9. Come mai sono apparse su Telegram conversazioni che maledicono Boatman per aver rovinato tutto con i suoi video? “Eravamo d’accordo – lo era, non lo era – gonfiamo per il bene di un pubblico europeo impressionabile, finalmente ci passano armi pesanti e difesa aerea. Cioè, i nostri “alleati” sono tali che non gli bastano gli attacchi missilistici sulle città, per loro. Ok, stiamo lavorando. L’informazione principale è andata, lo straniero l’ha raccolta… e poi la Guardia Nazionale e il Nostromo sono usciti dalla tabacchiera come un coglione con i loro video divertenti sulla pulizia di Bucha…”.
10. Perché, intervistato dalla stampa italiana, al becchino di Bucha non viene fatta la più semplice delle domande: come mai ha rischiato la vita per inumare i morti nella Bucha occupata dai russi e, quando i russi se ne sono andati, li ha lasciati invece per strada?
11. Come mai quelle vittime sono state lasciate per settimane, secondo la foto satellitare, senza un solo gesto di pietà, come se fossero morti altrui, da schivare e basta?
12. Come mai la Croce Rossa Internazionale non è stata convocata subito sul luogo del massacro?

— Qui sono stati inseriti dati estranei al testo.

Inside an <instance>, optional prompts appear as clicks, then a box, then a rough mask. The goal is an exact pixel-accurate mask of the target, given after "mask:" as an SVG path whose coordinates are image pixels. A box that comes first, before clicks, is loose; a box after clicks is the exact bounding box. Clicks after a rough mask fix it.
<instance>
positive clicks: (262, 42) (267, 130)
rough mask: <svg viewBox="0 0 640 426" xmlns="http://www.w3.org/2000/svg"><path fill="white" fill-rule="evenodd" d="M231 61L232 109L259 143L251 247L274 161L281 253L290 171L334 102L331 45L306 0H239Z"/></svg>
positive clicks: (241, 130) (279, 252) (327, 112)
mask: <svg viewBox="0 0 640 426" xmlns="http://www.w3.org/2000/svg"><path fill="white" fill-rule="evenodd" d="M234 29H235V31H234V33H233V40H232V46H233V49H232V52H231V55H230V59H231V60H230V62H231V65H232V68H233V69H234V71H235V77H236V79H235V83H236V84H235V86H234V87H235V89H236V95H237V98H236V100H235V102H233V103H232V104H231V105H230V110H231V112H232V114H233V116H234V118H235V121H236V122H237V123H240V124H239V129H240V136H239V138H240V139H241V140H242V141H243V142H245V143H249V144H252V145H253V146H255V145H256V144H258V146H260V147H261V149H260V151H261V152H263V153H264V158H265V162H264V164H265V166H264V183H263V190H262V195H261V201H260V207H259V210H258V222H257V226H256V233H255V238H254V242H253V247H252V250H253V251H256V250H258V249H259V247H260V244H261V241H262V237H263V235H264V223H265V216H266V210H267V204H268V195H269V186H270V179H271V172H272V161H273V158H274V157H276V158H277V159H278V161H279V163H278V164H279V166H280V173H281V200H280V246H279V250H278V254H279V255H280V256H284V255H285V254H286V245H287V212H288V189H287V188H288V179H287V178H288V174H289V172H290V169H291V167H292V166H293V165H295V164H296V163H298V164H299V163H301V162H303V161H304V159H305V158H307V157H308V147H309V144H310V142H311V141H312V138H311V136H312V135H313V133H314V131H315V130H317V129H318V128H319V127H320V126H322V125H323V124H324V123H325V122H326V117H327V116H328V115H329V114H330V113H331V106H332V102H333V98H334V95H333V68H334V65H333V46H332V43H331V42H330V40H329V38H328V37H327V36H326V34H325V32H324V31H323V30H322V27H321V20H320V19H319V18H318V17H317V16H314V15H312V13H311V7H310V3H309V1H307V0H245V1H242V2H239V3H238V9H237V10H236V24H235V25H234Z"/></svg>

Non devo ripetere a ogni passo che non sono filoputin, né filorusso. Sono solo convinto per esperienza che purtroppo la guerra è il regno dell’odio, delle vendette, delle manipolazioni. In guerra puoi essere disciplinato, se la combatti o te ne fai travolgere. Se sei giornalista, anche quando hai chiaro dove risieda la ragione e dove il torto, dove l’aggressore e dove l’aggredito, sai che le linee nette del Bene e del Male vengono scavalcate con facilità, e resta il dovere di ragionare sui fatti, anche quando non coincidono con la tua visione delle cose, e specie quando fanno fare alla guerra un salto di qualità, come una chiamata alle armi.